Analysis of protein affecting variants
To predict the functional impact of the variants, we used the variant effect predictor (VEP) tool. The variants annotated as missense, stop gained, frameshift, in-frame deletion, stop loss, or splice site, with the predicted functional impact to be high or moderate were defined as non-synonymous mutations (or protein affecting mutations). REVEL and AloFT tools were used to prioritize the potential pathogenic variants (missense and loss-of-function) [43, 44]. The variants predicted with a REVEL score of > 0.5 were considered pathogenic. In the case of ALoFT, we considered variants predicted to cause protein truncation with high confidence.

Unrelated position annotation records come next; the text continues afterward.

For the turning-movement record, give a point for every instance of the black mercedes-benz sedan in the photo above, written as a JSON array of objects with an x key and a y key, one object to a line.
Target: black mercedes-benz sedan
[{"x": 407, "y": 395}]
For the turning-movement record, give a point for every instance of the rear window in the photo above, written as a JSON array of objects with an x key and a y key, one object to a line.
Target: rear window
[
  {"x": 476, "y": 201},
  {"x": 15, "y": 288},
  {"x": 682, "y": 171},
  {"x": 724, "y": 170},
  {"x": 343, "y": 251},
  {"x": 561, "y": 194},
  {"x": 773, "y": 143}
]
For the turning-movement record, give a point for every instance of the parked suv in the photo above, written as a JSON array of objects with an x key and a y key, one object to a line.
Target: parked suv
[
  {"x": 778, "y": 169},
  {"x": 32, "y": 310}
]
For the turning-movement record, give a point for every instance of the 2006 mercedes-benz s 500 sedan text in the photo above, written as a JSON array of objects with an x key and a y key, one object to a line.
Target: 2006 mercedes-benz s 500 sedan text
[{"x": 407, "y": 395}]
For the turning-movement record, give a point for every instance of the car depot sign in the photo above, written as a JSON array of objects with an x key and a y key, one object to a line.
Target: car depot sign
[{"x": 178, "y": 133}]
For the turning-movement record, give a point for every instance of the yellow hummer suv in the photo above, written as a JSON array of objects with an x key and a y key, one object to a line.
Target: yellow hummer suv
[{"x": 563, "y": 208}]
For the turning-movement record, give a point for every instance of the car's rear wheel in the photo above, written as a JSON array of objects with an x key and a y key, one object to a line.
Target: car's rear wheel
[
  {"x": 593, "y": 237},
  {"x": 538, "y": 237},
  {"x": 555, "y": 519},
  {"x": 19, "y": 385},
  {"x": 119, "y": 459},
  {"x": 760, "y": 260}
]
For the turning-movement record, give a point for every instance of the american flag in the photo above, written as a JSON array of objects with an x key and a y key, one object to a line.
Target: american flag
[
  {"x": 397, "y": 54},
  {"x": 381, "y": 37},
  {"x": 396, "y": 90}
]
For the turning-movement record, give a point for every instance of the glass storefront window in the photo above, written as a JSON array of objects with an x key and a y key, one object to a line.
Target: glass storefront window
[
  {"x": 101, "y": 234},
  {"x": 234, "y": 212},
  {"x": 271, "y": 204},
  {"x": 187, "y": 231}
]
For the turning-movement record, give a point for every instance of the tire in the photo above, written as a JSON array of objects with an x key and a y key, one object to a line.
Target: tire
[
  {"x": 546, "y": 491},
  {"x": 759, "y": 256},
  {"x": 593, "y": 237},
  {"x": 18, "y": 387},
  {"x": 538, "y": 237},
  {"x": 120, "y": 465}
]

Functional annotation analysis
Gene ontology and pathway analysis of protein affecting variants was carried out using open source pathway database Reactome (https://reactome.org/). To find out the cancer pre-disposition genes in our dataset, a comprehensive list of genes associated with cancer predisposition and DNA damage/repair was obtained from previous studies [45].
Statistical analysis
Mann-Whitney test performed to assess significant difference between groups. Genes with an FDR adjusted p-value below 0.05 were considered significant. Principal component analysis (PCA) was performed for distribution of variants in the sample.
Results
Mutational landscape due to chronic low dose radiation
Exome sequencing was carried out in order to determine the mutational changes due to long-term exposure to high levels of environmental radiation in HLNRA individuals. Matched controls from adjacent areas with normal levels of natural radiation (NLNRA) were included. The schematic representation of experiment design is shown in Fig. 1.

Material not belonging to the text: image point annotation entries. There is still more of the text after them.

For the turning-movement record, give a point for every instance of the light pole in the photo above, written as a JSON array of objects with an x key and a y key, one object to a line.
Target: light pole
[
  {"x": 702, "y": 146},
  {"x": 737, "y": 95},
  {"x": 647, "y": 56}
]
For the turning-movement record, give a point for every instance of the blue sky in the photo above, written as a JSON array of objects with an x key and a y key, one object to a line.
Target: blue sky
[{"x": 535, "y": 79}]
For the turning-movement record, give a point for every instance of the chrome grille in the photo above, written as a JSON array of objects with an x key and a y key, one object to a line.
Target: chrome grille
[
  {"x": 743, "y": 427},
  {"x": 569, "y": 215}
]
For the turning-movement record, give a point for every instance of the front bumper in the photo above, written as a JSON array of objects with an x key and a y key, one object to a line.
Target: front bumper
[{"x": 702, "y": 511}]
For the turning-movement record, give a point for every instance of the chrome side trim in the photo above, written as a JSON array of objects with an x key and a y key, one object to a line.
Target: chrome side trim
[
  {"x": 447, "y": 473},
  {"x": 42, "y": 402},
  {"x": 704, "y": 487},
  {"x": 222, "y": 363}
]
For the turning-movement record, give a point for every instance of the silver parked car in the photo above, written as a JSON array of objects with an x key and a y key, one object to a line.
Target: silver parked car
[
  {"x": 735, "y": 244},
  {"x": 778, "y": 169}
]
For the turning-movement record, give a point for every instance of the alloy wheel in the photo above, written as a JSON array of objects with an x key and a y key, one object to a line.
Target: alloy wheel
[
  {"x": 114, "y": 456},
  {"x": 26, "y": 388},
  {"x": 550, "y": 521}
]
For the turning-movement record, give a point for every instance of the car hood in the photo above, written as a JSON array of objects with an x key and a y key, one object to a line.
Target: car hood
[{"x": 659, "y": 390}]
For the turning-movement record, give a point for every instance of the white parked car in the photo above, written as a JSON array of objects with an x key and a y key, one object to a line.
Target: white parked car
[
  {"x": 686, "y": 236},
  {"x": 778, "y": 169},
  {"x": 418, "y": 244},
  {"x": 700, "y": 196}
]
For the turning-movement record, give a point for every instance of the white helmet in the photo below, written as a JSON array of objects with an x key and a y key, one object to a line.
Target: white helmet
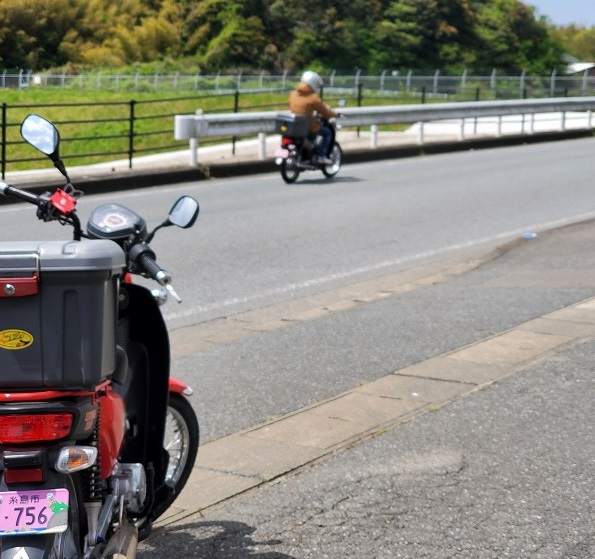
[{"x": 313, "y": 80}]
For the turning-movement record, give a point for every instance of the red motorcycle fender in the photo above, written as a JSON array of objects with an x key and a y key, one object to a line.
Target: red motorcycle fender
[{"x": 112, "y": 425}]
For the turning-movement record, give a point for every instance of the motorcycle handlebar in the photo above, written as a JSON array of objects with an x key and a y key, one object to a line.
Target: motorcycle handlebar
[
  {"x": 8, "y": 190},
  {"x": 142, "y": 255}
]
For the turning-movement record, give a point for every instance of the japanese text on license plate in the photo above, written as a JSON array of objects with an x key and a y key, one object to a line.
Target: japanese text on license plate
[{"x": 41, "y": 511}]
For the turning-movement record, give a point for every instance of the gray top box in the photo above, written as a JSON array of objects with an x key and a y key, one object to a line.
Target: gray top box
[{"x": 62, "y": 256}]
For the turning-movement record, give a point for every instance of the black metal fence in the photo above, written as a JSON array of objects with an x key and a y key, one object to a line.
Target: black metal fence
[{"x": 106, "y": 131}]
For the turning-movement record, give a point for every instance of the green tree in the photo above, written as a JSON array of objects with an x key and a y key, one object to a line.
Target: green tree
[{"x": 511, "y": 37}]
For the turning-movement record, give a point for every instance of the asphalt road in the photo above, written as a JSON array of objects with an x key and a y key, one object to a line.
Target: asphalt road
[{"x": 475, "y": 479}]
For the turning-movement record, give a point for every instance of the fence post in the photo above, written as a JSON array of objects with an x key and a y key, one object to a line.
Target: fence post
[
  {"x": 553, "y": 83},
  {"x": 131, "y": 134},
  {"x": 4, "y": 108},
  {"x": 522, "y": 83}
]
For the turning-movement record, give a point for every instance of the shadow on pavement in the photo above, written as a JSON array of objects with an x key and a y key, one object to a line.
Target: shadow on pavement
[{"x": 208, "y": 540}]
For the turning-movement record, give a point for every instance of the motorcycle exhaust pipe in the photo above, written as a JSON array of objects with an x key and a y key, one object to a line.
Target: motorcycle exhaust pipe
[{"x": 123, "y": 544}]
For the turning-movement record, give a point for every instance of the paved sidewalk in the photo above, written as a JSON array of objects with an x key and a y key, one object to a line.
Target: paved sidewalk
[
  {"x": 242, "y": 461},
  {"x": 227, "y": 159}
]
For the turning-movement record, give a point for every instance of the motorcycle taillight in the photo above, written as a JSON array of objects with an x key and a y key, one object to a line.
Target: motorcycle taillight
[{"x": 28, "y": 428}]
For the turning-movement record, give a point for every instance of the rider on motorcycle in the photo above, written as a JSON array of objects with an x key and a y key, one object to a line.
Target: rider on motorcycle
[{"x": 305, "y": 100}]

Fig. 1. Schematic representation of the experiment design. (A) Blood sample collection from NLNRA and HLNRAs (B) Genomic DNA isolation and exome library preparation (C) Data analysis to identify SNVs and indels. NLNRAs: Normal level natural radiation areas, HLNRAs: High level natural radiation areas
Analysis was carried out to identify all the SNVs and indels present in HLNRA and NLNRA groups. We found 176,447 (Median SNV count: 29500) and 175,569 (Median SNV count: 29294) in NLNRA and HLNRA groups respectively (supplementary Fig. 1). We further filtered out the common polymorphisms (MAF > 1%) as reported in gnomAD [41] and genomeAsia100K [42] databases in order to identify mutational signature due to chronic background radiation. After filtration, only 17,431 variants were remaining, which consisted of 15,695 SNVs and 1736 indels. Of these, 8,807 mutations (7951 SNVs, 856 indels) were observed in NLNRA (control) group, whereas 8624 mutations (7744 SNVs, 880 indels) were found in HLNRA (exposed) group. Overall, the average number of SNVs observed among NLNRA (mean 1325 SNVs, 29.2 SNV per megabase) and HLNRA individuals (mean = 1290 SNVs, 28.4 SNVs per megabase) were found to be similar (Fig. 2A-B).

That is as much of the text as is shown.